EAR-VM: Exploring Methods for Improving Adversarial Robustness of Vision Models

 Abstract

CNNs have many uses, particularly in the field of Computer Vision, however, their vulnerability to Adversarial attacks leaves a lot to be desired, particularly to their robustness to these kinds of attacks in order to make them more safe. The misuse of adversarial attacks are a major threat to CNN vision models; for example, self-driving cars can be made to misinterpret road signs or signals, putting the passengers at significant risk of harm. To address this vulnerability, we have attempted to modify the architecture of a CNN to add an auxiliary classification SVM which will determine the maximum margin in which these adversarial attacks will impact loss.  Also, interpretability is a key concept in understanding the decisions and outputs of modern networks.

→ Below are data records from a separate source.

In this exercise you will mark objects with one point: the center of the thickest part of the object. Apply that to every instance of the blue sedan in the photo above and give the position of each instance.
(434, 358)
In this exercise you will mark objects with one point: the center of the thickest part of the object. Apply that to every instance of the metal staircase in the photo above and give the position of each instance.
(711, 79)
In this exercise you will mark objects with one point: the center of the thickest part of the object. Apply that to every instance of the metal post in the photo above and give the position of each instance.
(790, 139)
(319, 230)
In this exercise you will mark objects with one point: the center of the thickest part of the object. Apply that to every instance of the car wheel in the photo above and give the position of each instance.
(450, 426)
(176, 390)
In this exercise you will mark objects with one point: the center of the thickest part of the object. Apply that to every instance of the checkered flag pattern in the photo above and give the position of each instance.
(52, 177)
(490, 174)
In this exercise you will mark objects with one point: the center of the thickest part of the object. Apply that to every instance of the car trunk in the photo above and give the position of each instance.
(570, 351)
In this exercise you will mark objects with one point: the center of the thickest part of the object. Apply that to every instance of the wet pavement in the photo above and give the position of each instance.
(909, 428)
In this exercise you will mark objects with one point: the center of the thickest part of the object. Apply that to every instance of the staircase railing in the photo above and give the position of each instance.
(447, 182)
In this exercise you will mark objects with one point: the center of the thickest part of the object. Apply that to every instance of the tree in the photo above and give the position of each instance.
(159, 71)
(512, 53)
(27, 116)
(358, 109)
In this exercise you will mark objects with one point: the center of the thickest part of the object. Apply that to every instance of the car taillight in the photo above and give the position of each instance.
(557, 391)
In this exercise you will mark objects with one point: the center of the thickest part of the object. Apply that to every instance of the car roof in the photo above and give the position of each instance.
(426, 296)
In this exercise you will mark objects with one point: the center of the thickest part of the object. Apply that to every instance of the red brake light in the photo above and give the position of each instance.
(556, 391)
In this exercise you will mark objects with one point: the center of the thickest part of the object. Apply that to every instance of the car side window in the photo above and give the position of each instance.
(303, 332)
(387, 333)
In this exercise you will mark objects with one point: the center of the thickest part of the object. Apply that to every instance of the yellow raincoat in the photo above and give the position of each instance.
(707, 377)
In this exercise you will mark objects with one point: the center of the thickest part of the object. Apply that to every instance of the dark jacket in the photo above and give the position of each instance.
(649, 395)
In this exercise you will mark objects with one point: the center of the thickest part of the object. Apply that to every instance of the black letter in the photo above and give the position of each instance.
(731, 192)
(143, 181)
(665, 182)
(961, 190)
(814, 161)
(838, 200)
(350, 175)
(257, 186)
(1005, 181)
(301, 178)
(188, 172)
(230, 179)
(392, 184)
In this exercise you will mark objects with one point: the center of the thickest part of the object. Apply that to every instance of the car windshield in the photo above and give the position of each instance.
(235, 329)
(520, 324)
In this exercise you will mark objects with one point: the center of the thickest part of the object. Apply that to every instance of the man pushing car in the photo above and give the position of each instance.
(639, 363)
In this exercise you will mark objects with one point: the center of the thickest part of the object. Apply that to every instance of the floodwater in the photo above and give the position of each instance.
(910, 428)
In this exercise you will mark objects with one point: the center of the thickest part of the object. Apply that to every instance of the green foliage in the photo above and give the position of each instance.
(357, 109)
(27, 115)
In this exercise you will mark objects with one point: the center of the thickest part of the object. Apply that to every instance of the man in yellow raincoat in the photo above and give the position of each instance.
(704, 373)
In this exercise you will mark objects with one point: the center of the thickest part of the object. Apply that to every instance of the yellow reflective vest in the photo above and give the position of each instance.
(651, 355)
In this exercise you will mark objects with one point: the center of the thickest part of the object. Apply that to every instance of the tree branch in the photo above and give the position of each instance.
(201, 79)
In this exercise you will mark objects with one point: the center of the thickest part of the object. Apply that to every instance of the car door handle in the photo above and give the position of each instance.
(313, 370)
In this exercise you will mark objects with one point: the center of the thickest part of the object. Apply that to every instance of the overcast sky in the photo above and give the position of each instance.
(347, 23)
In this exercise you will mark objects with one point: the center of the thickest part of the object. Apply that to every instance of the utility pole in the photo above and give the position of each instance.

By interpreting the working of the model, we can curate better adversarial attacks, or make the model more robust.

 

Objectives

Our goal is to first implement the At-SVM, and then to test it to see if there is any significant change to the Adversarial robustness of CNNs with or without the auxiliary trained SVM (AT-SVM) .This means testing methods of adversarial attack on CNNs trained both on clean data, as well as with an empirical defense method known as Adversarial Training, a simple empirical method already known to reliably increase the robustness of CNNs. Whilst these defense methods can improve the Adversarial robustness of vision models significantly, it comes at the cost of decreasing overall precision.

 

One of these training methods is known as RST (robust self training). For the interpretability part, we implemented the D-RISE (Detector-Randomized Input Sampling for Explainability) method which is a black-box technique to generate saliency maps for object detectors. It gives us the regions of the image on which the detector focused while giving a certain prediction and helps us understand the working of the model. We then attempt to curate a PGD-like adversarial attack for object detector models which perturbs on only the region-of-interest for a detection.

 

Background and Hypothesis

- Components

For the project, we largely stuck with the ResNet-18 vision model, and used MNIST as a “Simple” dataset and CIFAR-10 as a more complex dataset. For our work on interpretability we focused on the Faster R-CNN model. Support Vector Machines are supervised maximum margin models used for both classification and regression tasks. An SVM classifier, which is our focus in this paper, treats classification on a 𝑑-dimensional dataset as a task of finding the (𝑑 1)-dimensional boundaries that provide the maximal margin for our classes.

 

- Interpretability

In the context of ML models, interpretability can be seen as the degree to which the model’s predictions can be comprehended, which makes sense when you consider that a model’s strength and weaknesses in its classification can be better evaluated when it is known how the model learns from data. 

 

 

For the interpretability aspect, we used D-RISE method which provides a black-box explanation of object detector models via saliency maps. We further curated an adversarial attack for object
detector models based on extracting and perturbing the region-of-interest for a particular detection.

Methods

Attacks and defenses

We started off with an implementation of some industry standard adversarial attacks: these included the FGSM attack and the PGD attack, both targeted and targeted. These attacks were used in many adversarial training methods. The simplest of these is SAT, an basic empirical adversarial defense that uses a small portion of poisoned data to improve the adversarial robustness of a model at the cost of noble reduction in general accuracy.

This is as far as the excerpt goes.